Using synthesizers
How to control the voice of your application.
Overview
Synthesizers are used to convert text into speech; this guide will show you how to configure and use synthesizers in Vocode.
Supported Synthesizers
Vocode currently supports the following synthesizers:
- Azure (Microsoft)
- Eleven Labs
- Rime
- Play.ht
- GTTS (Google Text-to-Speech)
- Stream Elements
- Bark
- Amazon Polly
These synthesizers are defined using their respective configuration classes, which are subclasses of the SynthesizerConfig
class.
Configuring Synthesizers
To use a synthesizer, you need to create a configuration object for the synthesizer you want to use. Here are some examples of how to create configuration objects for different synthesizers:
Example 1: Using Eleven Labs with a phone call
from vocode.streaming.telephony.hosted.inbound_call_server import InboundCallServer
from vocode.streaming.models.synthesizer import ElevenLabsSynthesizerConfig
server = InboundCallServer(
...
synthesizer_config=ElevenLabsSynthesizerConfig.from_telephone_output_device(
api_key=os.getenv("ELEVENLABS_API_KEY"),
voice_id=os.getenv("YOUR VOICE ID")
)
...
)
In this example, the ElevenLabsSynthesizerConfig.from_telephone_output_device()

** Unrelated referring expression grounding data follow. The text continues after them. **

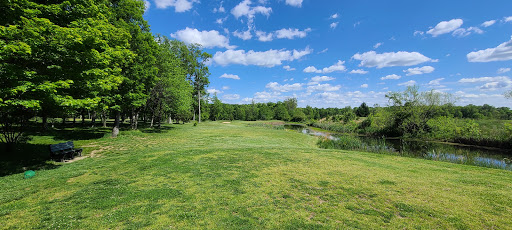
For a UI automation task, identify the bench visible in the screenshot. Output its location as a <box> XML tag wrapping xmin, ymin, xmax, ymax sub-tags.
<box><xmin>49</xmin><ymin>141</ymin><xmax>83</xmax><ymax>161</ymax></box>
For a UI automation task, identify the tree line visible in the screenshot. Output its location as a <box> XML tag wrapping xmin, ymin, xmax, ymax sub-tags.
<box><xmin>1</xmin><ymin>0</ymin><xmax>211</xmax><ymax>146</ymax></box>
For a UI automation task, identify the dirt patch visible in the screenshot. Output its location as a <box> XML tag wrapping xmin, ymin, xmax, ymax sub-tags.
<box><xmin>222</xmin><ymin>122</ymin><xmax>231</xmax><ymax>124</ymax></box>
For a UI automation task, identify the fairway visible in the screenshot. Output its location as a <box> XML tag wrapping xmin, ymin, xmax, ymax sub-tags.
<box><xmin>1</xmin><ymin>122</ymin><xmax>512</xmax><ymax>229</ymax></box>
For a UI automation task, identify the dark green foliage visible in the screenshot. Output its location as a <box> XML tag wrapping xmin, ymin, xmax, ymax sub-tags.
<box><xmin>355</xmin><ymin>102</ymin><xmax>370</xmax><ymax>117</ymax></box>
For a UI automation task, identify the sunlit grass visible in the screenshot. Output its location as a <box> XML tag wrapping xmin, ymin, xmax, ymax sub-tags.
<box><xmin>1</xmin><ymin>121</ymin><xmax>511</xmax><ymax>229</ymax></box>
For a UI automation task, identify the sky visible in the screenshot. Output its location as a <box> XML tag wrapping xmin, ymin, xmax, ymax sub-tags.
<box><xmin>142</xmin><ymin>0</ymin><xmax>512</xmax><ymax>108</ymax></box>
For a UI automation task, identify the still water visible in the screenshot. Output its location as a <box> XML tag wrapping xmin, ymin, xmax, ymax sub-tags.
<box><xmin>284</xmin><ymin>124</ymin><xmax>512</xmax><ymax>170</ymax></box>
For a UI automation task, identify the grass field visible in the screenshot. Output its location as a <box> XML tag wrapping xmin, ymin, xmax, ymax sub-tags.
<box><xmin>1</xmin><ymin>121</ymin><xmax>512</xmax><ymax>229</ymax></box>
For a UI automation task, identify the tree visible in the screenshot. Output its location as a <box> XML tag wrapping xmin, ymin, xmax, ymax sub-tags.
<box><xmin>170</xmin><ymin>41</ymin><xmax>211</xmax><ymax>123</ymax></box>
<box><xmin>355</xmin><ymin>102</ymin><xmax>370</xmax><ymax>117</ymax></box>
<box><xmin>274</xmin><ymin>103</ymin><xmax>290</xmax><ymax>121</ymax></box>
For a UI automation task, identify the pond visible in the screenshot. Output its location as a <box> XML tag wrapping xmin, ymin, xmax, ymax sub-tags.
<box><xmin>284</xmin><ymin>124</ymin><xmax>512</xmax><ymax>170</ymax></box>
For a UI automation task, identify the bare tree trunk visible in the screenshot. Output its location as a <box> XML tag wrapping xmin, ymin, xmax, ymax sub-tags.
<box><xmin>112</xmin><ymin>111</ymin><xmax>120</xmax><ymax>138</ymax></box>
<box><xmin>81</xmin><ymin>109</ymin><xmax>86</xmax><ymax>126</ymax></box>
<box><xmin>72</xmin><ymin>115</ymin><xmax>76</xmax><ymax>126</ymax></box>
<box><xmin>102</xmin><ymin>110</ymin><xmax>107</xmax><ymax>128</ymax></box>
<box><xmin>91</xmin><ymin>111</ymin><xmax>97</xmax><ymax>128</ymax></box>
<box><xmin>42</xmin><ymin>115</ymin><xmax>48</xmax><ymax>130</ymax></box>
<box><xmin>62</xmin><ymin>116</ymin><xmax>66</xmax><ymax>125</ymax></box>
<box><xmin>134</xmin><ymin>112</ymin><xmax>139</xmax><ymax>130</ymax></box>
<box><xmin>150</xmin><ymin>114</ymin><xmax>154</xmax><ymax>128</ymax></box>
<box><xmin>198</xmin><ymin>91</ymin><xmax>201</xmax><ymax>123</ymax></box>
<box><xmin>168</xmin><ymin>113</ymin><xmax>172</xmax><ymax>124</ymax></box>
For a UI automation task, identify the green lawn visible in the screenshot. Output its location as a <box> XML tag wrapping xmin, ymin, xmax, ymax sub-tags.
<box><xmin>1</xmin><ymin>121</ymin><xmax>512</xmax><ymax>229</ymax></box>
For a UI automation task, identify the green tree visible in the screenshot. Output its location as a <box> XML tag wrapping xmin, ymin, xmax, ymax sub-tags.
<box><xmin>355</xmin><ymin>102</ymin><xmax>370</xmax><ymax>117</ymax></box>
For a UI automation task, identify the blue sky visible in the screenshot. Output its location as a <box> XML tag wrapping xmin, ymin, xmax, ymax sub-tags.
<box><xmin>143</xmin><ymin>0</ymin><xmax>512</xmax><ymax>108</ymax></box>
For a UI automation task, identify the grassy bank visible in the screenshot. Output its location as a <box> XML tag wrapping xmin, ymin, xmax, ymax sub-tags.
<box><xmin>1</xmin><ymin>121</ymin><xmax>512</xmax><ymax>229</ymax></box>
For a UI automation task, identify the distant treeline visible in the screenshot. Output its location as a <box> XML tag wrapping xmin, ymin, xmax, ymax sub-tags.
<box><xmin>203</xmin><ymin>96</ymin><xmax>512</xmax><ymax>122</ymax></box>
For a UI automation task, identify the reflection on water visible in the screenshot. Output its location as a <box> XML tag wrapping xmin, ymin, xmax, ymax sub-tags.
<box><xmin>285</xmin><ymin>124</ymin><xmax>512</xmax><ymax>170</ymax></box>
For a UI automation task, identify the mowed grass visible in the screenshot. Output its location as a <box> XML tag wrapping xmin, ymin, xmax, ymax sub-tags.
<box><xmin>1</xmin><ymin>121</ymin><xmax>512</xmax><ymax>229</ymax></box>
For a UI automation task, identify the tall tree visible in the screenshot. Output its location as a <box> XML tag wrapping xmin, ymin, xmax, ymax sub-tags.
<box><xmin>170</xmin><ymin>41</ymin><xmax>211</xmax><ymax>123</ymax></box>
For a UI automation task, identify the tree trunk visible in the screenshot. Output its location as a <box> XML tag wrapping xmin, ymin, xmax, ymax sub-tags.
<box><xmin>102</xmin><ymin>110</ymin><xmax>107</xmax><ymax>128</ymax></box>
<box><xmin>91</xmin><ymin>111</ymin><xmax>97</xmax><ymax>128</ymax></box>
<box><xmin>133</xmin><ymin>112</ymin><xmax>139</xmax><ymax>130</ymax></box>
<box><xmin>168</xmin><ymin>113</ymin><xmax>172</xmax><ymax>124</ymax></box>
<box><xmin>193</xmin><ymin>111</ymin><xmax>196</xmax><ymax>122</ymax></box>
<box><xmin>150</xmin><ymin>114</ymin><xmax>154</xmax><ymax>128</ymax></box>
<box><xmin>42</xmin><ymin>115</ymin><xmax>48</xmax><ymax>130</ymax></box>
<box><xmin>198</xmin><ymin>91</ymin><xmax>201</xmax><ymax>123</ymax></box>
<box><xmin>112</xmin><ymin>111</ymin><xmax>120</xmax><ymax>138</ymax></box>
<box><xmin>62</xmin><ymin>116</ymin><xmax>66</xmax><ymax>125</ymax></box>
<box><xmin>81</xmin><ymin>110</ymin><xmax>86</xmax><ymax>126</ymax></box>
<box><xmin>72</xmin><ymin>115</ymin><xmax>76</xmax><ymax>126</ymax></box>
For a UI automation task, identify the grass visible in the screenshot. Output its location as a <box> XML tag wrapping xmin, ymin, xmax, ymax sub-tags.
<box><xmin>1</xmin><ymin>121</ymin><xmax>512</xmax><ymax>229</ymax></box>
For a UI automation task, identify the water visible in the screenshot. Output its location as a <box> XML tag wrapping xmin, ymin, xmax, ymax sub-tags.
<box><xmin>284</xmin><ymin>124</ymin><xmax>512</xmax><ymax>170</ymax></box>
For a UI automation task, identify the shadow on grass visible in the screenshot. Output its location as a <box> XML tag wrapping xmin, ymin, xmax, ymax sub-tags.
<box><xmin>140</xmin><ymin>125</ymin><xmax>176</xmax><ymax>134</ymax></box>
<box><xmin>0</xmin><ymin>143</ymin><xmax>60</xmax><ymax>177</ymax></box>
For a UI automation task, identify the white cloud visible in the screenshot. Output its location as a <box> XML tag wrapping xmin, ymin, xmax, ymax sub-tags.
<box><xmin>231</xmin><ymin>0</ymin><xmax>272</xmax><ymax>27</ymax></box>
<box><xmin>330</xmin><ymin>13</ymin><xmax>339</xmax><ymax>19</ymax></box>
<box><xmin>216</xmin><ymin>17</ymin><xmax>228</xmax><ymax>24</ymax></box>
<box><xmin>482</xmin><ymin>20</ymin><xmax>496</xmax><ymax>27</ymax></box>
<box><xmin>374</xmin><ymin>43</ymin><xmax>383</xmax><ymax>49</ymax></box>
<box><xmin>504</xmin><ymin>16</ymin><xmax>512</xmax><ymax>22</ymax></box>
<box><xmin>207</xmin><ymin>88</ymin><xmax>223</xmax><ymax>95</ymax></box>
<box><xmin>223</xmin><ymin>94</ymin><xmax>240</xmax><ymax>100</ymax></box>
<box><xmin>413</xmin><ymin>30</ymin><xmax>425</xmax><ymax>36</ymax></box>
<box><xmin>310</xmin><ymin>76</ymin><xmax>335</xmax><ymax>83</ymax></box>
<box><xmin>452</xmin><ymin>27</ymin><xmax>484</xmax><ymax>37</ymax></box>
<box><xmin>467</xmin><ymin>36</ymin><xmax>512</xmax><ymax>62</ymax></box>
<box><xmin>171</xmin><ymin>28</ymin><xmax>235</xmax><ymax>49</ymax></box>
<box><xmin>330</xmin><ymin>22</ymin><xmax>339</xmax><ymax>29</ymax></box>
<box><xmin>275</xmin><ymin>28</ymin><xmax>311</xmax><ymax>39</ymax></box>
<box><xmin>233</xmin><ymin>29</ymin><xmax>253</xmax><ymax>40</ymax></box>
<box><xmin>285</xmin><ymin>0</ymin><xmax>303</xmax><ymax>7</ymax></box>
<box><xmin>350</xmin><ymin>69</ymin><xmax>369</xmax><ymax>74</ymax></box>
<box><xmin>283</xmin><ymin>65</ymin><xmax>296</xmax><ymax>71</ymax></box>
<box><xmin>454</xmin><ymin>91</ymin><xmax>508</xmax><ymax>106</ymax></box>
<box><xmin>428</xmin><ymin>78</ymin><xmax>445</xmax><ymax>86</ymax></box>
<box><xmin>404</xmin><ymin>66</ymin><xmax>435</xmax><ymax>76</ymax></box>
<box><xmin>498</xmin><ymin>68</ymin><xmax>511</xmax><ymax>74</ymax></box>
<box><xmin>458</xmin><ymin>76</ymin><xmax>512</xmax><ymax>90</ymax></box>
<box><xmin>255</xmin><ymin>30</ymin><xmax>273</xmax><ymax>41</ymax></box>
<box><xmin>220</xmin><ymin>73</ymin><xmax>240</xmax><ymax>80</ymax></box>
<box><xmin>380</xmin><ymin>74</ymin><xmax>401</xmax><ymax>80</ymax></box>
<box><xmin>154</xmin><ymin>0</ymin><xmax>198</xmax><ymax>12</ymax></box>
<box><xmin>426</xmin><ymin>19</ymin><xmax>463</xmax><ymax>37</ymax></box>
<box><xmin>398</xmin><ymin>80</ymin><xmax>417</xmax><ymax>86</ymax></box>
<box><xmin>222</xmin><ymin>86</ymin><xmax>230</xmax><ymax>90</ymax></box>
<box><xmin>213</xmin><ymin>47</ymin><xmax>312</xmax><ymax>67</ymax></box>
<box><xmin>361</xmin><ymin>84</ymin><xmax>369</xmax><ymax>88</ymax></box>
<box><xmin>266</xmin><ymin>82</ymin><xmax>303</xmax><ymax>92</ymax></box>
<box><xmin>352</xmin><ymin>51</ymin><xmax>432</xmax><ymax>68</ymax></box>
<box><xmin>213</xmin><ymin>1</ymin><xmax>225</xmax><ymax>13</ymax></box>
<box><xmin>318</xmin><ymin>48</ymin><xmax>328</xmax><ymax>54</ymax></box>
<box><xmin>303</xmin><ymin>60</ymin><xmax>346</xmax><ymax>73</ymax></box>
<box><xmin>307</xmin><ymin>83</ymin><xmax>341</xmax><ymax>92</ymax></box>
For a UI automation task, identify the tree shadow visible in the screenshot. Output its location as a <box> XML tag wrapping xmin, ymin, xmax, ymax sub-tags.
<box><xmin>140</xmin><ymin>125</ymin><xmax>175</xmax><ymax>134</ymax></box>
<box><xmin>0</xmin><ymin>143</ymin><xmax>60</xmax><ymax>177</ymax></box>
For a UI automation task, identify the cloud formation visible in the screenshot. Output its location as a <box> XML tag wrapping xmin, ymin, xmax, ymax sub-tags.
<box><xmin>154</xmin><ymin>0</ymin><xmax>198</xmax><ymax>12</ymax></box>
<box><xmin>285</xmin><ymin>0</ymin><xmax>303</xmax><ymax>7</ymax></box>
<box><xmin>467</xmin><ymin>36</ymin><xmax>512</xmax><ymax>62</ymax></box>
<box><xmin>171</xmin><ymin>28</ymin><xmax>235</xmax><ymax>49</ymax></box>
<box><xmin>352</xmin><ymin>51</ymin><xmax>432</xmax><ymax>68</ymax></box>
<box><xmin>303</xmin><ymin>60</ymin><xmax>346</xmax><ymax>73</ymax></box>
<box><xmin>220</xmin><ymin>74</ymin><xmax>240</xmax><ymax>80</ymax></box>
<box><xmin>404</xmin><ymin>66</ymin><xmax>435</xmax><ymax>76</ymax></box>
<box><xmin>213</xmin><ymin>47</ymin><xmax>312</xmax><ymax>67</ymax></box>
<box><xmin>426</xmin><ymin>19</ymin><xmax>463</xmax><ymax>37</ymax></box>
<box><xmin>380</xmin><ymin>74</ymin><xmax>401</xmax><ymax>80</ymax></box>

method is used to create a configuration object for the Eleven Labs synthesizer.
The method hardcodes some values like the sampling_rate
and audio_encoding
for compatibility with telephone output devices.
ElevenLabs Input Streaming
You can try out our experimental implementation of ElevenLabs’ input streaming API by passing in experimental_websocket=True
into the config and using the ElevenLabsWSSynthesizer
, like:
from vocode.streaming.synthesizer.eleven_labs_websocket_synthesizer import ElevenLabsWSSynthesizer
from vocode.streaming.models.synthesizer import ElevenLabsSynthesizerConfig
...
synthesizer_config=ElevenLabsSynthesizerConfig.from_telephone_output_device(
api_key=os.getenv("ELEVENLABS_API_KEY"),
voice_id=os.getenv("YOUR VOICE ID"),
experimental_websocket=True
)
...
synthesizer=ElevenLabsWSSynthesizer(ElevenLabsSynthesizerConfig.from_output_device(
speaker_output,
api_key=os.getenv("ELEVENLABS_API_KEY"),
voice_id=os.getenv("YOUR VOICE ID"),
experimental_websocket=True
))
...
Play.ht v2
We now support Play.ht’s new gRPC streaming API, which runs much faster than their HTTP API and is designed for realtime communication.
...
synthesizer_config=PlayHtSynthesizerConfig.from_telephone_output_device(
api_key=os.getenv("PLAY_HT_API_KEY"),
user_id=os.getenv("PLAY_HT_USER_ID"),
)
...
Example 2: Using Azure in StreamingConversation locally
from vocode.streaming.models.synthesizer import AzureSynthesizerConfig
from vocode.helpers import create_microphone_input_and_speaker_output
microphone_input, speaker_output = create_microphone_input_and_speaker_output(
streaming=True, use_default_devices=False
)
conversation = StreamingConversation(
...
synthesizer=AzureSynthesizer(
AzureSynthesizerConfig.from_output_device(speaker_output)
),
...
)
In this example, the AzureSynthesizerConfig.from_output_device()
method is used to create a configuration object for the Azure synthesizer.
The method takes a speaker_output
object as an argument, and extracts the sampling_rate
and audio_encoding
from the output device.